穿好衣服后,何脉脉站在房间的地板上。“可以了。”
“姓名?”警察转过身,拿着一个小本,一本正经地询问。
“何脉脉”,脉脉乖乖地回复。
“我问的真名。”警察同志本来要记,停顿了下来,语气也比较严厉。
脉脉吓了一跳,眼泪又流了出来道:“就是真名。”
“身份证拿出来我看一下。”对方道。
脉脉乖乖掏出身份证,递给对方。
警察一看,还真是真名,对她的语气稍微柔和了一些。
“刚刚那男的,你知道叫什么名字吗?你们什么关系?”警察接着询问,而且边问边记。
“他叫罗耒,是我的高中同学。”脉脉有些担心地回复,她不敢说是男女朋友,担心罗耒不承认,口供对不上,只能实话实说。
“哪个字?三个石头那个磊?”警察接着询问。
“不是的,是耕田翻土的那个耒,”脉脉开始比划起来,看对方还是不理解,干脆直接在手上写了起来。
“你们既然是高中同学,那是什么高中的?几年级几班?”警察开始询问一下比较细节的问题,甚至问了班级的班长和学习委员是谁,来确认脉脉是不是在撒谎。
“那你们是情侣了?”警察接着询问。
“感情出了一些问题,他后面出国了。”脉脉实话实说,她现在有点担心罗耒要是老实交代了转给她的那十万元,那就麻烦了。
“他是北海大学毕业的,学的是计算机专业,班级学号是12号,在大学里面还当选过围棋社团的社长,他身高182,血型是A型,他的身份证号码是341883199308269984,他的生日是8月26号,他最喜欢看的电影是《星球大战》.......”脉脉生怕罗耒招供出来什么,所以她拼命想要证明她认识罗耒,并不是陌生人。一股脑将自己记忆中所有关于罗耒的内容都说了出来,连她自己都诧异,本以为已经忘记的人,原来居然记得这么多关于他的东西。
“好了,好了,你现在房间里待着,我过去跟他核对一下信息,你不用着急。”警察看她这样,一副很熟悉对方的模样。当场打断了她的唠叨,这些内容就已经足够了。
脉脉一个人呆在房间,听到外面的楼道里,罗耒隐隐约约在回复的声音,不知为何,有点替他,也替自己担心。
罗耒遇到这个情况,心底已是一片哇凉。何脉脉一向就是做这种生意的,怕是不用询问,他都要被定罪了。出于谨慎考虑,他还是要求看了对方的证件,确认无误后,开始配合盘问。
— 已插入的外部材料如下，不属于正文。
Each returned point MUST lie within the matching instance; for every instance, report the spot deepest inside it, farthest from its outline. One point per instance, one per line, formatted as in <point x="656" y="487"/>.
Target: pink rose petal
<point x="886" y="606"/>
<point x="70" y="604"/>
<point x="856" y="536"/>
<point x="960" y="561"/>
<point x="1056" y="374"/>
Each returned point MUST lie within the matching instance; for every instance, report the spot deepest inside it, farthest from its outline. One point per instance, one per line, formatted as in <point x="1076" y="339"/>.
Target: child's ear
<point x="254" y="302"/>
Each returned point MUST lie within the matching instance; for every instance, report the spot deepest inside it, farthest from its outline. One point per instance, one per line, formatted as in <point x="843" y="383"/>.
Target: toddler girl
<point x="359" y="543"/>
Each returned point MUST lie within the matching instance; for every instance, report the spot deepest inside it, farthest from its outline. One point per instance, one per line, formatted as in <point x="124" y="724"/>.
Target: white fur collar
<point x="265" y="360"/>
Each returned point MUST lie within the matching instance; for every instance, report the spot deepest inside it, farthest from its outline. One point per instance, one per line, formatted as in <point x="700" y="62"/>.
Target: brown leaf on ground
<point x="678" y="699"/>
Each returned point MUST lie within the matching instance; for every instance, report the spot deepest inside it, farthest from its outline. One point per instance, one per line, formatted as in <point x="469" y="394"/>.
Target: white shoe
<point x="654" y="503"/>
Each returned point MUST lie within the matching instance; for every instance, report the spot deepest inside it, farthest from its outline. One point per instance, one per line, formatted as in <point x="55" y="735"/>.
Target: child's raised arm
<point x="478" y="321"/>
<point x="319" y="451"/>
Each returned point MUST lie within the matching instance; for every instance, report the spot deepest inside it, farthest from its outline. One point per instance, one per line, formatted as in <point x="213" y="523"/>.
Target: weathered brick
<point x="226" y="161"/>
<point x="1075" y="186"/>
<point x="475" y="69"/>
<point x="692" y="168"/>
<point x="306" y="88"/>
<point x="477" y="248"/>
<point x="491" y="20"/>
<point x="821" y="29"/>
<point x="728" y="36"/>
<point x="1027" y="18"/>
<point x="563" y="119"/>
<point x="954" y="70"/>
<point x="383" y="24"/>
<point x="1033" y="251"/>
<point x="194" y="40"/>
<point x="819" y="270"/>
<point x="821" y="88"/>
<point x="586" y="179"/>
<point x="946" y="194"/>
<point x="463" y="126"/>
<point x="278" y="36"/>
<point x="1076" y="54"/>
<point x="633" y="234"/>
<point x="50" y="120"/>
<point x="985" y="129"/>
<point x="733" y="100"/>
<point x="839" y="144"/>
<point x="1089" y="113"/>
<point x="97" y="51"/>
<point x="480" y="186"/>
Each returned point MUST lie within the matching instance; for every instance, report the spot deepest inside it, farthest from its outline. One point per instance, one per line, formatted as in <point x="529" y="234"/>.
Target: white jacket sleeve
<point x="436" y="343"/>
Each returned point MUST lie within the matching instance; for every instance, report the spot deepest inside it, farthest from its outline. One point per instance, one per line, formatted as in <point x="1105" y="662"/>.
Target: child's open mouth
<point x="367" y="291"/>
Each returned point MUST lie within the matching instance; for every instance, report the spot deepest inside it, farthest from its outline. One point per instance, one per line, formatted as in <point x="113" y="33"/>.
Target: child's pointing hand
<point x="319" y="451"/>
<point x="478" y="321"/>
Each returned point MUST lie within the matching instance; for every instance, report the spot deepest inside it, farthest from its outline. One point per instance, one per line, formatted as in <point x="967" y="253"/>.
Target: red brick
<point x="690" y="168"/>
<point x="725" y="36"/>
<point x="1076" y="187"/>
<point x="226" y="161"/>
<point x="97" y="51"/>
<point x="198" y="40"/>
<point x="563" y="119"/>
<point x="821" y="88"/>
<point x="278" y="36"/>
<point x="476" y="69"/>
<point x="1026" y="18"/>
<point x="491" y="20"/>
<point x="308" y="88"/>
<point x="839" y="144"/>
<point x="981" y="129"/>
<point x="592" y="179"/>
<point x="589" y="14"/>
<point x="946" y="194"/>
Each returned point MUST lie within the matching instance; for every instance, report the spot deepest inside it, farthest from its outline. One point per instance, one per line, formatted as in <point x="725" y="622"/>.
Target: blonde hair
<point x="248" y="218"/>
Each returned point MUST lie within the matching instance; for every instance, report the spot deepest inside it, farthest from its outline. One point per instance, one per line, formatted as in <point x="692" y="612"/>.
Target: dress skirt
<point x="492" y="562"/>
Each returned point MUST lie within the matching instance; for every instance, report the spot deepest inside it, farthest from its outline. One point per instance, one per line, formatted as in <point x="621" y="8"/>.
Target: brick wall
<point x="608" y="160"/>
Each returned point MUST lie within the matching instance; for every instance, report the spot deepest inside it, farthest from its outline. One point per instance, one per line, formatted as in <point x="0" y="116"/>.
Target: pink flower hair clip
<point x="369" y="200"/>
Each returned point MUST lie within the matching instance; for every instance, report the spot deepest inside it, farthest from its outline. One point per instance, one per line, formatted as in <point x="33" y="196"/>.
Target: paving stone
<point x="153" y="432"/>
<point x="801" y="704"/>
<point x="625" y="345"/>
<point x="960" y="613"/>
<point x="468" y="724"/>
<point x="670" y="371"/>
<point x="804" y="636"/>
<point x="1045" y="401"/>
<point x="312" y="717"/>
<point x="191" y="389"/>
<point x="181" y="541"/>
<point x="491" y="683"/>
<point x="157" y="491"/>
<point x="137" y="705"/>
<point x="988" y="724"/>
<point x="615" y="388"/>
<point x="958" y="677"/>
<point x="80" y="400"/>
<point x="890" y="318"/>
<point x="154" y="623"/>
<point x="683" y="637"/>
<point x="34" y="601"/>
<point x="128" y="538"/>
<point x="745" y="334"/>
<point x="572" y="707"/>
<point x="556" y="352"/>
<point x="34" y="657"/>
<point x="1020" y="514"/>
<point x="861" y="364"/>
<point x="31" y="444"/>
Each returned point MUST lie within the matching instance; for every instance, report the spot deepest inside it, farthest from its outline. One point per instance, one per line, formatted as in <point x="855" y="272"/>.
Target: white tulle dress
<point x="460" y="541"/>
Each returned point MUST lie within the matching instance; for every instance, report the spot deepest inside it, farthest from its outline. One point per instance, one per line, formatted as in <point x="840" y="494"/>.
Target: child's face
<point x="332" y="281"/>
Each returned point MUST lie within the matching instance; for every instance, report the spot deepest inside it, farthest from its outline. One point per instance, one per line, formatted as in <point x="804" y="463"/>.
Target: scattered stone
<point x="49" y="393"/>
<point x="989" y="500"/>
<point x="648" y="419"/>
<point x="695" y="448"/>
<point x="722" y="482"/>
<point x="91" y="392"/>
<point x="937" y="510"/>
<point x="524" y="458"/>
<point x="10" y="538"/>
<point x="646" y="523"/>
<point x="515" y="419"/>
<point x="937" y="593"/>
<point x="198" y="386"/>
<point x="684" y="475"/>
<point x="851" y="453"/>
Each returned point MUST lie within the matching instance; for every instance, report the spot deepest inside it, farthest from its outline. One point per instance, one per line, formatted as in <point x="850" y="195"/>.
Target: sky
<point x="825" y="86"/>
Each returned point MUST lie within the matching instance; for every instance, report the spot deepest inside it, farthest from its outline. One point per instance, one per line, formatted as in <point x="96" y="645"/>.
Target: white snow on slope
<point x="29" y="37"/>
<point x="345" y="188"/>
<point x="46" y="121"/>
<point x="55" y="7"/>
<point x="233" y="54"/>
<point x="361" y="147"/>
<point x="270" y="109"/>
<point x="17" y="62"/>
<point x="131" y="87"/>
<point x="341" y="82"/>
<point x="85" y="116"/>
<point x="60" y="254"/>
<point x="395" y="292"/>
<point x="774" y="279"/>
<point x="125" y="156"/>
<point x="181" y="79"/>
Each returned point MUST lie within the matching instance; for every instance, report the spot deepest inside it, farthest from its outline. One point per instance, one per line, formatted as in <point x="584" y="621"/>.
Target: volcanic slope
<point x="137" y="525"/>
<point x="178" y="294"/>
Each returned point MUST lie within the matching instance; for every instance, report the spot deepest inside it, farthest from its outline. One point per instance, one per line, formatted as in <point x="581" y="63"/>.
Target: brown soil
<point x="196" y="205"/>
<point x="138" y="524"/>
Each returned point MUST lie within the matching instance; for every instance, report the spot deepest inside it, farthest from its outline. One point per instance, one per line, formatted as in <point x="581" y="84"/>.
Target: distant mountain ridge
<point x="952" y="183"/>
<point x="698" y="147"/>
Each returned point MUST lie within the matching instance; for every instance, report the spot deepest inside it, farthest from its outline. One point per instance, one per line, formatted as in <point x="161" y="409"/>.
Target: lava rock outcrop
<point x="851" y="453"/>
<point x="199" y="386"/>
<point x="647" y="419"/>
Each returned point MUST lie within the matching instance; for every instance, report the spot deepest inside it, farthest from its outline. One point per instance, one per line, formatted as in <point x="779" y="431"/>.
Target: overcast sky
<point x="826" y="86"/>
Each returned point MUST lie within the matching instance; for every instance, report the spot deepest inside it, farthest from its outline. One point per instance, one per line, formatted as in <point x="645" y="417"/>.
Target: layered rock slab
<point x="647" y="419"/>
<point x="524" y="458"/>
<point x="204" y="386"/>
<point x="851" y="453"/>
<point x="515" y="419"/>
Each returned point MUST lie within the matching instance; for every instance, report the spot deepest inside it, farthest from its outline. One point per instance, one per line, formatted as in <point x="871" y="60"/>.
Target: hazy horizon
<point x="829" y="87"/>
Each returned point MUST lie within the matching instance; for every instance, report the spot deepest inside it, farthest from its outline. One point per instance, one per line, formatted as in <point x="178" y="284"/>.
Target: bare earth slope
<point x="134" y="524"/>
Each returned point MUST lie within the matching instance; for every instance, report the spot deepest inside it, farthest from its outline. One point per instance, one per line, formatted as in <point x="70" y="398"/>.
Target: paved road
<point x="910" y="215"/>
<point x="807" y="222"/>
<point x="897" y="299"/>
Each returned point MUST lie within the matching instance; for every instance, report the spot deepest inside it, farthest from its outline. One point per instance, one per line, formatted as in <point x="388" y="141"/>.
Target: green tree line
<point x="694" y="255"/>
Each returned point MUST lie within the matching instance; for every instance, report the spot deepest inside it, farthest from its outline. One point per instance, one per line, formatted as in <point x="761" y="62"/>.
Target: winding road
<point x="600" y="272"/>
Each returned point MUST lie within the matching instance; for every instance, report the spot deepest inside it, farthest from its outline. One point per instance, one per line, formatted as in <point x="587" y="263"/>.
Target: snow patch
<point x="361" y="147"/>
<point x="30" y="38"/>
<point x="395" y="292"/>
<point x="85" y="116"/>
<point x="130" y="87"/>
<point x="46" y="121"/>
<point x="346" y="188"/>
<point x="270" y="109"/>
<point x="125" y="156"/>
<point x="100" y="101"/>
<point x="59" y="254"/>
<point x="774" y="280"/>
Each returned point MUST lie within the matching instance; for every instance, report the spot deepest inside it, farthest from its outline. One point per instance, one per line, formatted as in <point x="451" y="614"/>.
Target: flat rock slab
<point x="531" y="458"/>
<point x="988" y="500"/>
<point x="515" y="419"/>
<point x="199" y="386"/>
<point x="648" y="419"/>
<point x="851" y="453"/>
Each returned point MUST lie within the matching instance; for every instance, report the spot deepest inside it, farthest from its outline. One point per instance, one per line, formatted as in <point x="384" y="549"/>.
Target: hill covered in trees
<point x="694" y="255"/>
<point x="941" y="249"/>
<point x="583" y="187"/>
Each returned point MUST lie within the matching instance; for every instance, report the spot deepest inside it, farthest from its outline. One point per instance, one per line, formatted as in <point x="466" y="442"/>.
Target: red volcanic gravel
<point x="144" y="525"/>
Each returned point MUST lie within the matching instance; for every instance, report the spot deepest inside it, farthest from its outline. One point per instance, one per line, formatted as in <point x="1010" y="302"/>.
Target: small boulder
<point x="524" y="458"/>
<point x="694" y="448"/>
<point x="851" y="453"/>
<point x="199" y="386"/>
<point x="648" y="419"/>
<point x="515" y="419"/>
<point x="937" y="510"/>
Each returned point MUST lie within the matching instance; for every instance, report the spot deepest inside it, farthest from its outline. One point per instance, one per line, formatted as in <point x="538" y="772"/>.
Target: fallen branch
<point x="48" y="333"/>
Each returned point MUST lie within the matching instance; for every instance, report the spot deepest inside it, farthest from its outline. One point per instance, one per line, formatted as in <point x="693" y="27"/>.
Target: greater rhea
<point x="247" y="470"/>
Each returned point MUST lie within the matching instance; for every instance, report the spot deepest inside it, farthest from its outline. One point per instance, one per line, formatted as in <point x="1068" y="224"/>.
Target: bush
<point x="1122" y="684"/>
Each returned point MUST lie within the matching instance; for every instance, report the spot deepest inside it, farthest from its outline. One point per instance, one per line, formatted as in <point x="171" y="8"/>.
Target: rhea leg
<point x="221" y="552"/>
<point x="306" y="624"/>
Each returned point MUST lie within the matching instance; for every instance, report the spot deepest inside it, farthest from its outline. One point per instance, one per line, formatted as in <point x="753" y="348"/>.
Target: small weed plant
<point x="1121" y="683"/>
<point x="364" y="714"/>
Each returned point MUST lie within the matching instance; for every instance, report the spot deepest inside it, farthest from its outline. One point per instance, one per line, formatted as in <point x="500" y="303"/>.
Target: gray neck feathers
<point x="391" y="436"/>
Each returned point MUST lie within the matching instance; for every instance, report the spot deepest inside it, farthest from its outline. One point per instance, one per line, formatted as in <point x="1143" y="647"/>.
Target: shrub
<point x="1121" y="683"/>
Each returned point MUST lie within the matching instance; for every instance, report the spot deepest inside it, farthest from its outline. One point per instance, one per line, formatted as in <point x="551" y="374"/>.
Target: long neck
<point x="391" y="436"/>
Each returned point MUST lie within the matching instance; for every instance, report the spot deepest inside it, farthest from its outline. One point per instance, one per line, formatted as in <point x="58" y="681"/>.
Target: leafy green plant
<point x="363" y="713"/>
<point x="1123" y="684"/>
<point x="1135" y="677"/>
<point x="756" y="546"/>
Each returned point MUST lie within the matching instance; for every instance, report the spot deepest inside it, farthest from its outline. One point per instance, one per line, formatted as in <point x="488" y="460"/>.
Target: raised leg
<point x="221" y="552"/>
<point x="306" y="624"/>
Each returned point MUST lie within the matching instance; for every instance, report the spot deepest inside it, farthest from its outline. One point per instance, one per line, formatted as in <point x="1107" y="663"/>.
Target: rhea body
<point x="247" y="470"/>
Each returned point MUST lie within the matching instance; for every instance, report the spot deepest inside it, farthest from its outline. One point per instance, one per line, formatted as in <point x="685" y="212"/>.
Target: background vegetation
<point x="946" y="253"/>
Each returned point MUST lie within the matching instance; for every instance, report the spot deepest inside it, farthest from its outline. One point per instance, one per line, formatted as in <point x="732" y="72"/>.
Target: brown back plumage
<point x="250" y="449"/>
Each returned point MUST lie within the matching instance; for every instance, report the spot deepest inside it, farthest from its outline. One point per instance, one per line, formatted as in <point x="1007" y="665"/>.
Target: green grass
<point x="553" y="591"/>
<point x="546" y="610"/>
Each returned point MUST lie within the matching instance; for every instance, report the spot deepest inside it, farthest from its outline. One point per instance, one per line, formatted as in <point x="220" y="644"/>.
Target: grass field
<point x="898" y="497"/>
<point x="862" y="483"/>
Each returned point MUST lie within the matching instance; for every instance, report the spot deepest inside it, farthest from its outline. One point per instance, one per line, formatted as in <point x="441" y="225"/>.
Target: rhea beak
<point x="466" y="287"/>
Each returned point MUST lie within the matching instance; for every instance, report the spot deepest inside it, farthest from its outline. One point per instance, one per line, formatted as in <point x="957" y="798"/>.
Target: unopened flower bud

主要是询问他对何脉脉了解多少。但他除了知道何脉脉的名字和年龄,以及两人是高中是同一个班的同学外,其他什么都不了解。就算一些当初还记得的内容,过了两年,他也已经忘的差不多了。他甚至不知道对方现在在做什么,更不要说住在哪里,电话是多少。
“你们两人是什么关系?”警察在他回复了好几个不知道之后,又接着问。
“以前......是情侣.....”他只能不确定的回复。